Barry on March 27th, 2005

Ed Foster has been an InfoWorld writer and editor for a couple of decades at least, and has been writing a GripeLine consumer advocate type column for the last 10 years. There’s a lot wrong in the PC business, and Foster is a good place to go if you really have been treated poorly by some vendor or marketer or merely want to get an idea of what is happening in computer industry consumer relations. (You can subscribe to GripeLine’s RSS feed here.)

Lately, Foster has been pushing FEULA, a so-called “Fair End User License Agreement” currently undergoing collaborative drafting at version .90.1. The idea is that vendors could adopt FEULA as sort of a seal of approval. Consumers, seeing that a vendor was using FEULA, could thereafter be confident that they were being dealt with some degree of fairness.

FEULA begins with the idea that most of the End User License Agreements in use today — mostly shrinkwrap or clickwrap garbage — are there anyhow, and FEULA is better for the consumer. (Foster is, after all, a consumer advocate.) It also assumes that clickwrap or shrinkwrap are always binding, something that I am not ready to concede. And it is conceivable that a consumer might be better off with some outrageous, unconscionable EULA than one a consumer advocate is attempting to draft as “fair”. However, the concept is certainly an interesting one, and lawyers interested in the field ought to at least take a look at what Foster is doing. And you can even comment or make suggestions, explaining, for example, what changes you would need before you would consider recommending a vendor client adopt it. (Or, if you are mostly on the other side, suggestions to make it more fair to users.)
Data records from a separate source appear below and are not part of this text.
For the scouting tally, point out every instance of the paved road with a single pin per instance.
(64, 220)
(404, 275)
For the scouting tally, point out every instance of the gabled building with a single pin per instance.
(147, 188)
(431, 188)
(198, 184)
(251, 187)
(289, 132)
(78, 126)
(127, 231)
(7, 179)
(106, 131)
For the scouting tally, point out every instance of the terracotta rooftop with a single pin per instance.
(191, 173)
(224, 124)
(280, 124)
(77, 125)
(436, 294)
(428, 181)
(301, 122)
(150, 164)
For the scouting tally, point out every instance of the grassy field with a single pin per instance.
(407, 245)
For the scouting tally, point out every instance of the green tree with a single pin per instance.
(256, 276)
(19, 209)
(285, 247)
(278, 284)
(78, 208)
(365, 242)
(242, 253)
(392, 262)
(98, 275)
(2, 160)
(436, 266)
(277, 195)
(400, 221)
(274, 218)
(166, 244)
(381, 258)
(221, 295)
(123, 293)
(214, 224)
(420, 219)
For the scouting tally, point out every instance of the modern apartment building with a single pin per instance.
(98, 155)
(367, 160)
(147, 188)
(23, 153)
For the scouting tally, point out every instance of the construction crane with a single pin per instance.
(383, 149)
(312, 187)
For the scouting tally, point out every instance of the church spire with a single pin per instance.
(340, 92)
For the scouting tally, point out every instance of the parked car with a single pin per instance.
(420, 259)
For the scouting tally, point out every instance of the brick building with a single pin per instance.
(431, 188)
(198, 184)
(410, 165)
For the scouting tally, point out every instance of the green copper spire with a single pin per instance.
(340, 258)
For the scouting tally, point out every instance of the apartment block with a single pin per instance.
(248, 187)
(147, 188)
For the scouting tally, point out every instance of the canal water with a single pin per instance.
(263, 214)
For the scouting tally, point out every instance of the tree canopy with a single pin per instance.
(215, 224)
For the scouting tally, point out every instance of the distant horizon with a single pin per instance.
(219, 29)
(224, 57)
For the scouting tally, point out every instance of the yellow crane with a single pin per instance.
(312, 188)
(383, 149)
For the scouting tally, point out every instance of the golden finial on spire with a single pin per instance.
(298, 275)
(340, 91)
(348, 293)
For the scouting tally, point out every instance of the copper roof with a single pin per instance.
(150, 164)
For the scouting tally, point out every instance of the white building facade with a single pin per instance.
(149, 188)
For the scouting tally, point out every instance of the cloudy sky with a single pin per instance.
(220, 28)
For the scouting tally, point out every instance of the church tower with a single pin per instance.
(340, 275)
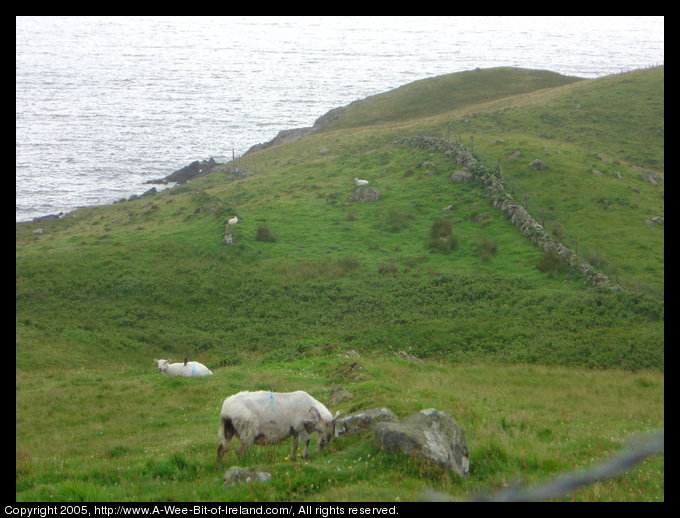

Version .90.1 is obviously close to a final, but good comments might still lead to constructive change. Foster is doing good work in exposing run of the mill, albeit outrageous, horror stories. Maybe a well drafted FEULA could promote more fair dealing between computer vendor and computer consumer. But I’ll bet that even substantial adoption wouldn’t put Foster’s GripeLine out of business.